NEW YORK (Reuters Health) – Lycopene, the carotene-like nutritional substance found prominently in tomatoes, appears to have a beneficial effect in patients who have been treated for advanced prostate cancer, Indian researchers report.
Drs. M. S. Ansari and N. P. Gupta of the All India Institute of Medical Science, New Delhi, note in the British Journal of Urology International that “there have been few trials in humans investigating the potential effects of lycopene supplementation for preventing and treating prostate cancer.”
To shed further light on the matter, the researchers studied 54 patients with confirmed prostate cancer that had spread beyond the gland. Since such cancers are driven by male hormones, the patients underwent the standard procedure of castration. Immediately following surgery, half the patients were assigned to take 2 milligrams of lycopene twice daily.

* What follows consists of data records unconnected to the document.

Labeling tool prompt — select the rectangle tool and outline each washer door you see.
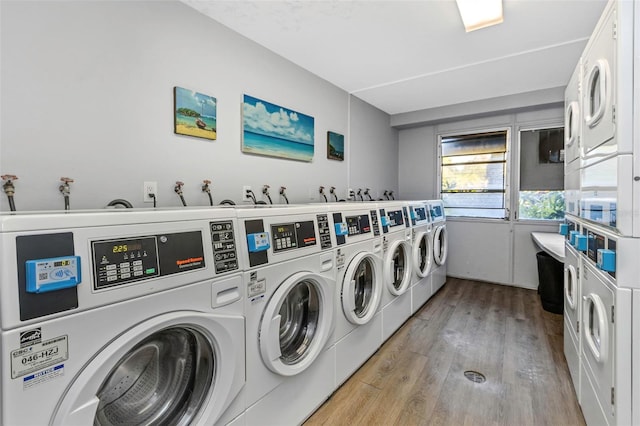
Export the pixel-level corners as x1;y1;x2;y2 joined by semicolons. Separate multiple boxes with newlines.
413;231;433;278
259;272;335;376
341;252;382;325
384;240;411;296
582;293;609;363
433;225;448;266
584;59;611;128
564;265;578;310
52;312;244;425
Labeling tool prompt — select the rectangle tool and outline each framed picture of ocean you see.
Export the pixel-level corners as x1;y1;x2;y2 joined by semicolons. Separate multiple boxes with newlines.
327;132;344;161
242;95;314;161
173;87;218;140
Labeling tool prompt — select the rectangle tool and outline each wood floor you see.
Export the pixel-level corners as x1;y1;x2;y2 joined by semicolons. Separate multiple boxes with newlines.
305;278;585;426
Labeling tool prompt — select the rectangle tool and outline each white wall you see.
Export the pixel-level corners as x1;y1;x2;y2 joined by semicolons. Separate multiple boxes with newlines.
0;1;398;210
392;106;564;288
398;126;438;200
347;97;402;200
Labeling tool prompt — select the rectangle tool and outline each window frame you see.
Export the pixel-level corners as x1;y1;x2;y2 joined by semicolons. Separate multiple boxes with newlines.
436;126;513;222
511;120;567;225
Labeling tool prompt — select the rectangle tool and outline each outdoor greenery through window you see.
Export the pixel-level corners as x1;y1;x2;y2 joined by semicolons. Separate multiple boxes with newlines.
440;130;508;218
518;128;564;220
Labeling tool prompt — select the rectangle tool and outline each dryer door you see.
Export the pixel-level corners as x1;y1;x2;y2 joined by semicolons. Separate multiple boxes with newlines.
582;293;609;364
433;225;449;265
384;240;411;296
580;6;617;157
341;252;382;325
413;231;433;278
259;272;335;376
52;312;244;426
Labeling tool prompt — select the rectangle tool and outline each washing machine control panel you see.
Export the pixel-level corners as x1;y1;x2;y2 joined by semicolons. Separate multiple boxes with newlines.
316;214;331;250
91;231;205;290
210;220;238;274
271;220;316;253
369;210;380;237
387;210;404;228
345;215;371;236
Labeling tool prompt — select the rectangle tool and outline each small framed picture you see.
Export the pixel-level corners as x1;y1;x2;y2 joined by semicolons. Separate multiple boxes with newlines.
327;132;344;161
173;87;218;140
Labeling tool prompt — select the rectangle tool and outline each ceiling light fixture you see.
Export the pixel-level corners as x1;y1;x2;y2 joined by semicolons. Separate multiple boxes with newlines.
456;0;503;32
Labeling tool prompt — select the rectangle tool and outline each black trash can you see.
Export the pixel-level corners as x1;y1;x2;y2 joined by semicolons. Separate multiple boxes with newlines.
536;251;564;314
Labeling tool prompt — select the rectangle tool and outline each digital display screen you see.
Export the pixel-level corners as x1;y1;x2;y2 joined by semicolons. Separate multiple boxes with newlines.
387;210;404;227
346;215;371;235
111;243;142;253
413;207;427;221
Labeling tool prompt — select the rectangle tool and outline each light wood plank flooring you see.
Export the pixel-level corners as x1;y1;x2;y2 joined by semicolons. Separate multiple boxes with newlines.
305;278;584;426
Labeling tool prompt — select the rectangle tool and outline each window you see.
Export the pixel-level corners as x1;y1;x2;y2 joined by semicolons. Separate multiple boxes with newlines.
440;130;509;219
518;128;564;220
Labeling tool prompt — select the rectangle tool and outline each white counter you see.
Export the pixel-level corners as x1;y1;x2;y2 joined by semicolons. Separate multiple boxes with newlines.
531;232;564;263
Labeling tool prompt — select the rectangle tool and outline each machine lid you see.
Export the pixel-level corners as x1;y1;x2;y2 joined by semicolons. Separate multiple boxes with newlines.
259;272;335;376
384;240;411;296
433;225;449;266
413;232;433;278
341;252;382;325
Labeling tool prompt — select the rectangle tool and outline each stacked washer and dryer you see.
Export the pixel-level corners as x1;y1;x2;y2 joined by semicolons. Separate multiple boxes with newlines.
0;209;245;426
561;1;640;425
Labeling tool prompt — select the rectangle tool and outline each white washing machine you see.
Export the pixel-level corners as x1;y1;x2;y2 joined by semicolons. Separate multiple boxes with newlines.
0;209;245;426
237;204;336;425
561;215;582;402
377;201;413;342
577;224;640;425
580;1;640;237
429;200;449;294
409;201;434;315
581;2;617;159
564;61;582;216
328;203;387;386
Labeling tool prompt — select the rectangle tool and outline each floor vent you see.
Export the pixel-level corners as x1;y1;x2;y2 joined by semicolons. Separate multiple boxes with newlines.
464;370;487;383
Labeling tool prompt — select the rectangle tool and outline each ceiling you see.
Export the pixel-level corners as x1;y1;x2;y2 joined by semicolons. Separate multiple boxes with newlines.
182;0;606;114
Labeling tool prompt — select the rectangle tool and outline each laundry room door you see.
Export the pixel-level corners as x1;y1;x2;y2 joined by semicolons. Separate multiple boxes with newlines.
341;252;382;325
259;272;335;376
52;312;244;426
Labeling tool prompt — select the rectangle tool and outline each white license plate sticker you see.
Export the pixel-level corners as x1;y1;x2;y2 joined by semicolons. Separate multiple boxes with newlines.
11;336;69;379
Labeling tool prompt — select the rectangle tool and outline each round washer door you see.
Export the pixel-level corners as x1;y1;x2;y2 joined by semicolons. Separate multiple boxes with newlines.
384;240;411;296
341;252;382;325
259;272;335;376
584;59;611;128
52;311;244;425
433;225;449;265
582;293;609;363
413;231;433;278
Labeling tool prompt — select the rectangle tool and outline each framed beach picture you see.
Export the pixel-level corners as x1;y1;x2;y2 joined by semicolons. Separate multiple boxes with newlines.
327;132;344;161
173;87;217;140
242;95;314;161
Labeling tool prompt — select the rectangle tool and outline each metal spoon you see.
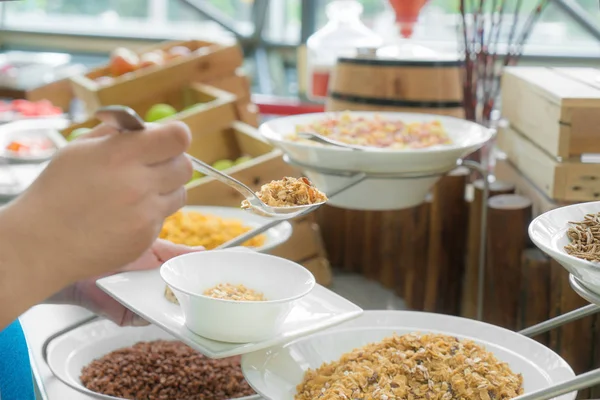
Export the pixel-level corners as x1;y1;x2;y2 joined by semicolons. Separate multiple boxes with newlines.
296;132;383;151
95;106;325;220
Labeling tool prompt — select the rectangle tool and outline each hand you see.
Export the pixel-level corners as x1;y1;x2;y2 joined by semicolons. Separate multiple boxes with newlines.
46;239;204;326
9;122;192;285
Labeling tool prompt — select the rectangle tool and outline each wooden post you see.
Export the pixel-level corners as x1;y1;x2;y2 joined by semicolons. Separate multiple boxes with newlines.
483;194;531;330
317;205;346;268
517;248;550;346
396;201;431;311
461;179;515;318
424;168;469;315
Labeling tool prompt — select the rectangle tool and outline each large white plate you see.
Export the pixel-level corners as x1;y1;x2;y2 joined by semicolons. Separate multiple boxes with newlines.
181;206;293;253
529;201;600;293
259;111;493;173
242;311;575;400
47;320;260;400
96;266;362;358
259;111;493;210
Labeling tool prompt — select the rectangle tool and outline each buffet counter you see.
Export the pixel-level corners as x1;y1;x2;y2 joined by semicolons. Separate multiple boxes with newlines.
20;305;94;400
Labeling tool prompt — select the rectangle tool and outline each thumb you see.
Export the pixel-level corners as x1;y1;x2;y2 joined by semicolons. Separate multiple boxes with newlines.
76;124;119;140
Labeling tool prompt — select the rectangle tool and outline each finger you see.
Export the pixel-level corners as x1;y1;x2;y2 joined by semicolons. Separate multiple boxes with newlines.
127;121;192;165
152;239;205;263
121;249;162;272
150;154;194;194
158;186;187;218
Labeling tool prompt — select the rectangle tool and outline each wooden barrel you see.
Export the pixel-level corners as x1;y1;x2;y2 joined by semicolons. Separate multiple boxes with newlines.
326;56;464;118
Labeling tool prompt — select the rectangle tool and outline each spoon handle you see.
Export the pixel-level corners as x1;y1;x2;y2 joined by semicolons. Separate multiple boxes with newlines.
96;106;256;199
186;154;256;199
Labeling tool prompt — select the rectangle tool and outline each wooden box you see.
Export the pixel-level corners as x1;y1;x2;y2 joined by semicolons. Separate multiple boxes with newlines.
62;83;238;150
188;122;332;285
497;127;600;202
501;67;600;159
71;40;243;115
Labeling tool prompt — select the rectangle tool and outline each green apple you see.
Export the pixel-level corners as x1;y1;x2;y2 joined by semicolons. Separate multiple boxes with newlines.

Both groups of patients had a significant reduction in prostate specific antigen (PSA) levels, an indicator of cancer clearance. However, the PSA reduction was more marked in the group given lycopene.
Specifically, the average PSA level in the patients taking lycopene fell from 251 units before surgery to 9 at six months, and to 3 after two years. Corresponding figures in the surgery-only group were 260, 26 and 9 units.
In all, 78 percent of patients in the lycopene group had a complete response based on a PSA reading of less than 4, compared to 40 percent in the other group.
An added benefit was a significant improvement in peak urinary flow in patients given lycopene.
Furthermore, 22 percent of the lycopene group died versus 35 percent of those not given lycopene.
The researchers conclude that lycopene supplementation reduces serum PSA levels, improves survival and “not only shrinks the primary tumors, but also diminishes the secondary tumors, providing better relief from bone pain and lower urinary tract symptoms.”